Jewish History Blog
On January 10, 49 BCE, Julius Caesar crossed the Rubicon, signaling the start of civil war between his forces and those of the Roman who defiled the Holy of Holies.
Pompey was a talented, ruthless general for Rome. He was the first Roman leader to understand that Rome could not successfully control the Middle East if it did not control Judea. Even if Judea was merely a neutral independent it would serve as a wedge between the Northern Empire (Syria) and the Southern Empire (Egypt). Therefore, he looked for a way to get himself in power in Judea.
Ideally, he did not want to do it through war, because the Jews – the Hasmoneans/Maccabees – had a fearsome reputation. The Romans referred to the Jews as “porcupines.” Just as a porcupine is an animal that even great predators avoid, so too the Jews. Even if you ate it you would be sorry. The Jews had the reputation as difficult to fight in a war and impossible to govern. Moreover, the Romans viewed the Jews as “atheists” or “non-believers.” Anyone who was religious, in their world view, had a god that you could see. They could not comprehend an invisible God with a Temple that had no visible idol to worship.
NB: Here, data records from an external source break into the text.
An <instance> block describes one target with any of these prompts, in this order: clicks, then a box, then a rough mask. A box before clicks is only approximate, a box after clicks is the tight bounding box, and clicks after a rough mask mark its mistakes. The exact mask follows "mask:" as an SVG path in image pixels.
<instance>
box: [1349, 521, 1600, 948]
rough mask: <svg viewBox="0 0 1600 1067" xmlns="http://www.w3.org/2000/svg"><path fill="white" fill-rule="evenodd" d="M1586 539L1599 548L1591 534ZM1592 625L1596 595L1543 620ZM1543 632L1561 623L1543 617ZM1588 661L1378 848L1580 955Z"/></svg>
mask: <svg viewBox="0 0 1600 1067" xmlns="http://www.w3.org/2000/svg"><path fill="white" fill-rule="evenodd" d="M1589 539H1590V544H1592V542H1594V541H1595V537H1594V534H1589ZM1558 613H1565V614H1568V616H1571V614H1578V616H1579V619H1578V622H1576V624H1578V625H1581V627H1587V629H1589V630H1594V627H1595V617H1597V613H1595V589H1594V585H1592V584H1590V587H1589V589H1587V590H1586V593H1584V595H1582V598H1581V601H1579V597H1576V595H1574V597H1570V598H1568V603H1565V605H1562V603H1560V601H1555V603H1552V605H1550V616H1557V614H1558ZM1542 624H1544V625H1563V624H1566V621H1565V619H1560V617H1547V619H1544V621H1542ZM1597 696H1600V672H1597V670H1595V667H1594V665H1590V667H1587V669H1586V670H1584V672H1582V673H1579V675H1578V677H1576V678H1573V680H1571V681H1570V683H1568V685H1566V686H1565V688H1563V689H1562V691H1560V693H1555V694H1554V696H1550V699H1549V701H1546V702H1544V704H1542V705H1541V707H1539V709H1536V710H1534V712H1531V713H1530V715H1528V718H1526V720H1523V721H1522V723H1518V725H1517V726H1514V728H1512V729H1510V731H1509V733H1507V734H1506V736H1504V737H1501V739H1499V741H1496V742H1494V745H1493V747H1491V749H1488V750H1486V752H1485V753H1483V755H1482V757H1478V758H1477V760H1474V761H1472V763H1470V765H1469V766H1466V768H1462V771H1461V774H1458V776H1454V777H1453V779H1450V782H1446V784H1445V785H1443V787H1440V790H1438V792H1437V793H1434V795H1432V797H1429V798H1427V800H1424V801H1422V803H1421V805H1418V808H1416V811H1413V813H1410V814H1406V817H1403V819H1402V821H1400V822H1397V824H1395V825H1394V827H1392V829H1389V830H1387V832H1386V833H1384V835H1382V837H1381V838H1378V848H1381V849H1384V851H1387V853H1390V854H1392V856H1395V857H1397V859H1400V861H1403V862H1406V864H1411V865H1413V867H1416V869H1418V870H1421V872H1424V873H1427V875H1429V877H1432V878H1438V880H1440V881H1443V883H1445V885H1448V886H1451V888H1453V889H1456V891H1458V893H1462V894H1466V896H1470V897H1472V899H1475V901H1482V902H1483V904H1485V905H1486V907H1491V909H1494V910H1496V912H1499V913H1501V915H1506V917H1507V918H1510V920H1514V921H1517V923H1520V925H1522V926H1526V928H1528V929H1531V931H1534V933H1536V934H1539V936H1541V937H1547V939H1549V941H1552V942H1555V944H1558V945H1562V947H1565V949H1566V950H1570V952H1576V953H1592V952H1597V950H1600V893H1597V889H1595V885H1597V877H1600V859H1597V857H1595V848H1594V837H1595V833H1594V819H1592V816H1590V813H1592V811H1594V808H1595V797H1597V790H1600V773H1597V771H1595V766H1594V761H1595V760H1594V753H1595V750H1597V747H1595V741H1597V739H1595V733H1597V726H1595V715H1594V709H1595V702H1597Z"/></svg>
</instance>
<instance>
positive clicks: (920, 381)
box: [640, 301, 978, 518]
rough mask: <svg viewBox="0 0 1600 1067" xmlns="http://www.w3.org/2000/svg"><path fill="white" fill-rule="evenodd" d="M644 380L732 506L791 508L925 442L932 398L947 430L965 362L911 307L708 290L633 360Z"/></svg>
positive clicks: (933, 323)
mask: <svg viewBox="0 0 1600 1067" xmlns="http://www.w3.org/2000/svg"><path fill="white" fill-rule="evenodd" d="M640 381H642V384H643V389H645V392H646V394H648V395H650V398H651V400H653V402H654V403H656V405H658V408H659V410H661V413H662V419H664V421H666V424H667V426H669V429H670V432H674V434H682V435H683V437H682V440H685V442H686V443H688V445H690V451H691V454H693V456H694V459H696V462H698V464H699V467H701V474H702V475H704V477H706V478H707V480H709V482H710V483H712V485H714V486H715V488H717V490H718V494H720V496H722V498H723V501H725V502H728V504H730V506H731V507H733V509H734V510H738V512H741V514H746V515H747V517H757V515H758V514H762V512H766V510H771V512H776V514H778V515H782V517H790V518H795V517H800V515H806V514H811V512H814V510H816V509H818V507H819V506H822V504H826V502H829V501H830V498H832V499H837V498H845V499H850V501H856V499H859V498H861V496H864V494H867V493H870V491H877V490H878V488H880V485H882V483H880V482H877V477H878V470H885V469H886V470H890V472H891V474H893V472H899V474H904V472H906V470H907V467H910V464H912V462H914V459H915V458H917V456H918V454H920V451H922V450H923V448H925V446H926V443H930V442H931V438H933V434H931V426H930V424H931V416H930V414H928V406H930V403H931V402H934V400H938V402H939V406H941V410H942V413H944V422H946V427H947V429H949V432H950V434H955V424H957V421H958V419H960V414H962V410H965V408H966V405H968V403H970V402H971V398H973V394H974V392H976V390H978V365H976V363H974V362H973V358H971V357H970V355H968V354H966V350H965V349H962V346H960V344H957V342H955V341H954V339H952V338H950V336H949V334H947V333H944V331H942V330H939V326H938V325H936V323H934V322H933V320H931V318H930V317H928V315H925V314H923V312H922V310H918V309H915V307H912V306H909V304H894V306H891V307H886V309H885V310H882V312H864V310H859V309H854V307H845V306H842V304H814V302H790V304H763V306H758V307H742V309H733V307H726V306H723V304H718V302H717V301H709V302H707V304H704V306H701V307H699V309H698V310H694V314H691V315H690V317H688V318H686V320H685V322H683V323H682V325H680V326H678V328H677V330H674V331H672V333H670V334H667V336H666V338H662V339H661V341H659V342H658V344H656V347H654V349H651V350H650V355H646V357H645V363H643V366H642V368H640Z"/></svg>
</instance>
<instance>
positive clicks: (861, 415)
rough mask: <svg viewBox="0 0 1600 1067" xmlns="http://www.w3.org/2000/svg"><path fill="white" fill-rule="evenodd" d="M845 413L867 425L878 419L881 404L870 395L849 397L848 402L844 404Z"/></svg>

Therefore, Pompey was not interested in going to war with the Jews or running their country. However, he did want to control them somehow.
In the year 64 BCE, Pompey appeared in Damascus. Warring factions of Jews sent representatives to convince the Roman to side with them and not their opponent. (The Sanhedrin, ever wary of allowing Rome in the door – and history would prove their caution warranted — sent a delegation saying that Rome’s intervention wasn’t needed.) Pompey listened and then took his time responding. In 63 BCE, he arrived in Jerusalem. The Jewish forces lead by Hyrcanus promptly withdrew. The forces of his opponent, Aristobulus, fought against Pompey and Hyrcanus. After two months, the Romans broke through and massacred some 12,000 of the Jews defending the Temple.
According to Josephus, Pompey stepped into the Holy of Holies, the innermost sanctum of the Temple. However, he did not take any booty or interrupt the services of the Temple. The next day he withdrew him army from the Temple Mount and returned it to the authority of the Jews.
Nevertheless, for all practical purposes, Judea was now under Roman domination.
His work done in Jerusalem, Pompey returned to Rome expecting to be made the Emperor. However, he had strong competition for the job. One of his competitors was Julius Caesar, who was a great general in his own right. He did in the West what Pompey had done in the East and subdued the peoples in what is today England, France and the Rhineland of Germany.
These two great Roman generals agreed that Rome would be run by a Triumvirate: Julius Caesar, Pompey and a third General, Crassus. However, the Triumvirate lasted only five years, leaving Pompey and Caesar jockeying for control.
The Senate of Rome backed Pompey, but Caesar boldly marched his army across the Rubicon, the famous river that marked the boundary between Italy proper to the south and its provinces to the north. Roman law forbade a Roman army to cross the river. In doing so, Caesar was committing an act of war. (That is why the popular idiom, “Crossing the Rubicon” means to pass a point of no return.)
As Caesar’s army entered Rome, Pompey and the Roman Senate fled for their lives. Caesar declared himself Emperor and pursued Pompey all the way to Egypt. Once there, he committed a rare tactical blunder and found himself besieged in Alexandria by Pompey’s army and its allies. Sorely in need of friends, he looked for any help that would extricate him from his dangerous situation.
Until that time, Hyrcanus had been an official ally of Pompey. However, he shrewdly switched sides and declared his allegiance to Caesar. He then committed over 3,000 Jewish soldiers to an expeditionary force that invaded Egypt and helped raise the siege of Alexandria.
Thus, when the Roman civil war ended in Julius Caesar’s complete victory Hyrcanus was in a fortuitous position. Indeed, Caesar showed the Jews his gratitude for their help. He revoked the harsh decrees and burdensome taxation imposed by Pompey. He also allowed the walls and fortifications of Jerusalem to be rebuilt and restored Jaffa as well as a number of other coastal cities to Jewish rule.
When Caesar was assassinated in 44 BCE, it was a cataclysmic event in the Roman Empire… and also worried the Jews: Would his successor be as positively disposed toward them? Tragically, that eventual successor, Marc Antony, gave power to a man whose rule was as antithetical to Jewish principles and ideals as imaginable. That man was Herod, a murderous, tyrant whose ways would eventually lead to the destruction of the Jewish commonwealth and the beginning of the long exile that Jews still find themselves in.